From: Scott Morris (swm@emanon.com)
Date: Sun Jan 08 2006 - 12:02:40 GMT-3
The general rule is that as long as you don't violate some other rule (like
don't run multicast on your frame-relay network, etc.), then
overconfiguration is ok. Watch for words "do not", "only" and things like
that which may help you answer your question. It's all about reading the
exam thoroughly and slowly to not miss anything.
Otherwise, overconfiguration isn't counted off.
-----Original Message-----
From: nobody@groupstudy.com [mailto:nobody@groupstudy.com] On Behalf Of
CCIEin2006
Sent: Sunday, January 08, 2006 9:28 AM
To: Cisco certification
Subject: Would you lose points for doing this?
Do you lose points on the CCIE lab for configuring things not specifically
asked for (but not specifically prohibited) on the lab?
Example 1:
Lets say the task requirement states to advertise a few specific networks
via EIGRP.
But there is one network that is not being advertised by any routing
protocol so you go ahead and advertise it via EIGRP in order to allow full
connectivity.
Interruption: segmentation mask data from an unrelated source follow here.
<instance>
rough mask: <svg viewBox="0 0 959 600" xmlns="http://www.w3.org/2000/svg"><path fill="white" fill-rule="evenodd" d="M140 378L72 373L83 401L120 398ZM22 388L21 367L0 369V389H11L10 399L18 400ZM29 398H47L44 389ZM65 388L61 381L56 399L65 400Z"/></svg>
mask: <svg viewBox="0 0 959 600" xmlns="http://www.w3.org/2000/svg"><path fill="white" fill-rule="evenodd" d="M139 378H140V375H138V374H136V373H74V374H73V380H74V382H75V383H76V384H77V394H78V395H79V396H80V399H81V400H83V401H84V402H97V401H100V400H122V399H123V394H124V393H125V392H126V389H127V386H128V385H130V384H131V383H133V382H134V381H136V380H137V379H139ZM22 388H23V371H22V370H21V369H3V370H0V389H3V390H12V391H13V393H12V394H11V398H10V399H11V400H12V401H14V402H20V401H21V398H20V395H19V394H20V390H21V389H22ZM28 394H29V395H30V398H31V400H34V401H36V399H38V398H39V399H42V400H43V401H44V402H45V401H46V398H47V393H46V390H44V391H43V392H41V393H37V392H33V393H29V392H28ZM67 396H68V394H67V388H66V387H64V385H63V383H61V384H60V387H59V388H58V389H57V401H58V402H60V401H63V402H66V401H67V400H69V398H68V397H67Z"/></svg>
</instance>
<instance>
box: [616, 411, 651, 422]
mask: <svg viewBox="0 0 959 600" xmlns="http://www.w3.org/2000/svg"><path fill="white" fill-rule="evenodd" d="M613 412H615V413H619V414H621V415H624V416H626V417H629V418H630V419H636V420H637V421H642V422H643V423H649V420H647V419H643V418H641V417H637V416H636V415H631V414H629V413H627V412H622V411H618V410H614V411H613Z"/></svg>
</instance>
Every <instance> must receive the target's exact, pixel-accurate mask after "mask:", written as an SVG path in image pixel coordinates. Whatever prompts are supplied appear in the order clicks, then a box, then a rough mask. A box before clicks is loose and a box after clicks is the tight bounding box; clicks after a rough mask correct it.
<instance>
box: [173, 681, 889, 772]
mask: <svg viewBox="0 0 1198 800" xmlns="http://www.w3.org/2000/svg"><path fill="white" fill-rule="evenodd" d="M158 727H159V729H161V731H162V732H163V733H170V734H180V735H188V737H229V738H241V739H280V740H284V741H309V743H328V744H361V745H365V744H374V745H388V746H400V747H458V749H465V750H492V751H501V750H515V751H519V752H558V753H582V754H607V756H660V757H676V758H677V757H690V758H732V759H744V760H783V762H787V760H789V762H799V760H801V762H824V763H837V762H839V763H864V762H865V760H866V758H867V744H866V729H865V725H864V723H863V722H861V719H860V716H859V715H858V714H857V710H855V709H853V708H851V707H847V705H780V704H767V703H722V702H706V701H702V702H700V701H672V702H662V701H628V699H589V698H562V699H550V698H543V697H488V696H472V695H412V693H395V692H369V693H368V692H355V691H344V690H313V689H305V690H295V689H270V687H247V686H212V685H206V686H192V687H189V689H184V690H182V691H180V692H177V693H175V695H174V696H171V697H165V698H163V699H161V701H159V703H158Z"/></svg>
Is that considered wrong?
Example 2:
The task requirement states to enable PIM on the following interfaces:
R1 e0/0
R1 s0/0
The task does not specifically state configure PIM on ONLY these interfaces,
nor does it state to not configure PIM on any other interfaces.
Lets say for whatever reason you enable PIM on R1 s0/1 in order to make the
multicast work. Would you lose points for this?
Basically I am wondering if there is an implicit "deny any" or an implicit
"don't do anything else" at the end of each task?